English is one of the two official languages of the Philippines, so their English accent is native, just as much as the English accent, Scottish accent, American accent, NYC accent, etc.
Sure, there's no such thing as a native accent. In the end these are all concepts and if you dig down the semantic value of the label is blurry at the edges. Language is a malleable construct of agreement which corresponds to an ever flowing ever changing loosely defined idea, and you cannot point to a proper category that transcends cultural and social norms and stratification. We can play the post-structuralist game, but you're not engaging in good faith.

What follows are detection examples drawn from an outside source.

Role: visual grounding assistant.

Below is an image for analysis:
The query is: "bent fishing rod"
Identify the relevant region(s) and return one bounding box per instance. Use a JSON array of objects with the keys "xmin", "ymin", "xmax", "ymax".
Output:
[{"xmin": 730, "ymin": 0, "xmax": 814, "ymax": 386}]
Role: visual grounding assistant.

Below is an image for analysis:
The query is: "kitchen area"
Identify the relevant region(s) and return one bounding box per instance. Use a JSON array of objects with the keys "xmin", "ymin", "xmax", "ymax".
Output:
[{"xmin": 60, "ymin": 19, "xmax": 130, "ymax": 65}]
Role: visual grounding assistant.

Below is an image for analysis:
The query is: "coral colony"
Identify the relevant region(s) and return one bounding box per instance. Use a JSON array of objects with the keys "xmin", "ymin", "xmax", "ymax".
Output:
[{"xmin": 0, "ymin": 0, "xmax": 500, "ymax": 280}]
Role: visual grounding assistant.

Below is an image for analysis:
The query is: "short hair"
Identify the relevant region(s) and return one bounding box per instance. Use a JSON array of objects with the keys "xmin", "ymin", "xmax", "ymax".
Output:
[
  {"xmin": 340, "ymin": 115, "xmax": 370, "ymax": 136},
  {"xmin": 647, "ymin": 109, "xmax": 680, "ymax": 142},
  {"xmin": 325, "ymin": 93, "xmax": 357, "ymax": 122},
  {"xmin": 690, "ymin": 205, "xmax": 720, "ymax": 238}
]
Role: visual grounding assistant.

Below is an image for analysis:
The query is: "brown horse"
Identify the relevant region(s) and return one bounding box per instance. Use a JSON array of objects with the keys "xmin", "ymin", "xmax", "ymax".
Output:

Language is useful insofar as it lets you communicate, and if you lack the phonemes the meaning of your words will be misinterpreted and misunderstood. Learning a more common accent is a reality that has incredible utility and is not in itself racist. At any rate, there's enough variation between the English commonly spoken by Philippinos that it's considered a dialect: https://en.wikipedia.org/wiki/Philippine_English.
There's definitely racism in a global apartheid.
I understand the words you are saying, but struggling to make sense of what you are trying to say. We're talking in this thread about learning a native accent in a second language. I do the same when I am learning Hungarian, as the phonemes are different than what I am used to in my native tongues.